Persecution, the Lord told us, is something that each Christian should be prepared to experience (2 Timothy 3:12). Because of such preparation is made, because there is clarity of vision with regard to why it occurs, and because there is hope associated in the knowledge of eternal things, does not mean the one who must be willing to endure will necessarily have the intensity of his experience lessened. Let us not forget, however, that when Paul wrote to the Thessalonians he said, “…it is a righteous thing with God to repay with tribulation those who trouble you, and to give you who are troubled rest with us when the Lord Jesus is revealed from heaven with His mighty angels, in flaming fire taking vengeance on those who do not know God, and on those who do not obey the gospel of our Lord Jesus Christ. These shall be punished with everlasting destruction from the presence of the Lord and from the glory of His power, when He comes, in that Day, to be glorified in His saints and to be admired among all those who believe, because our testimony among you was believed” (2 Thessalonians 1:6-10, NKJV).

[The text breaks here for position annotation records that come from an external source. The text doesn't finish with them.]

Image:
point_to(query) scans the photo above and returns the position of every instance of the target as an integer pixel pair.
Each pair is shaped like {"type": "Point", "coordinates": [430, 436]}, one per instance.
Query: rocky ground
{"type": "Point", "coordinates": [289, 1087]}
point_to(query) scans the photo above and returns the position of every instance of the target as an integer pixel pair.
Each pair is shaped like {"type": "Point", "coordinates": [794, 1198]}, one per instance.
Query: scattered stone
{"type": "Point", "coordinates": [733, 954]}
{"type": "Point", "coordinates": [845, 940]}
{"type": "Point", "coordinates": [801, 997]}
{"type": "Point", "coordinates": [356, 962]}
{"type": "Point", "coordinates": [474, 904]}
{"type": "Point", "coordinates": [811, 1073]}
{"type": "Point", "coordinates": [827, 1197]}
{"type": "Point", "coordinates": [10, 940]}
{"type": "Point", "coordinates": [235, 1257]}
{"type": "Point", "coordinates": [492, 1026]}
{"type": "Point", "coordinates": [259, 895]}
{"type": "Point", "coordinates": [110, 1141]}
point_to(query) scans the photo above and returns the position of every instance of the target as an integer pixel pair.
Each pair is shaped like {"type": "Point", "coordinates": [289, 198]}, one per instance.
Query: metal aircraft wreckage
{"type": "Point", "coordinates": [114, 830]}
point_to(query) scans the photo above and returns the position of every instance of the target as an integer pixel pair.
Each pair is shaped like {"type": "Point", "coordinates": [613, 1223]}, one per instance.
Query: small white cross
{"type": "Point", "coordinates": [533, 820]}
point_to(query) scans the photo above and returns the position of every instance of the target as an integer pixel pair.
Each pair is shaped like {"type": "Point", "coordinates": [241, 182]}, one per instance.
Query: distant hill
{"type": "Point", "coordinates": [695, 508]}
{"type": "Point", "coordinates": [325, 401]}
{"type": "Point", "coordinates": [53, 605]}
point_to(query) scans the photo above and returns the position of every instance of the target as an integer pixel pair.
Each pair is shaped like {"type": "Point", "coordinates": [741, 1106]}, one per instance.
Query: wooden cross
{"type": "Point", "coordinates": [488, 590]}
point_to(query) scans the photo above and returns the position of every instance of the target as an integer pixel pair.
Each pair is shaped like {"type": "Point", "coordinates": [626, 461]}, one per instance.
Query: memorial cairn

There is no real way to speak in a positive way of persecution, but it is much easier to speak well of those who are prepared to endure it for the cause of Christ. Jesus willingly went to the cross of His death; it wasn’t because He looked forward to the pain and agony, but because He understood the purpose of it all. This is in contrast to one who has placed his or her hope in self-preservation, or that hope one finds in worldly things.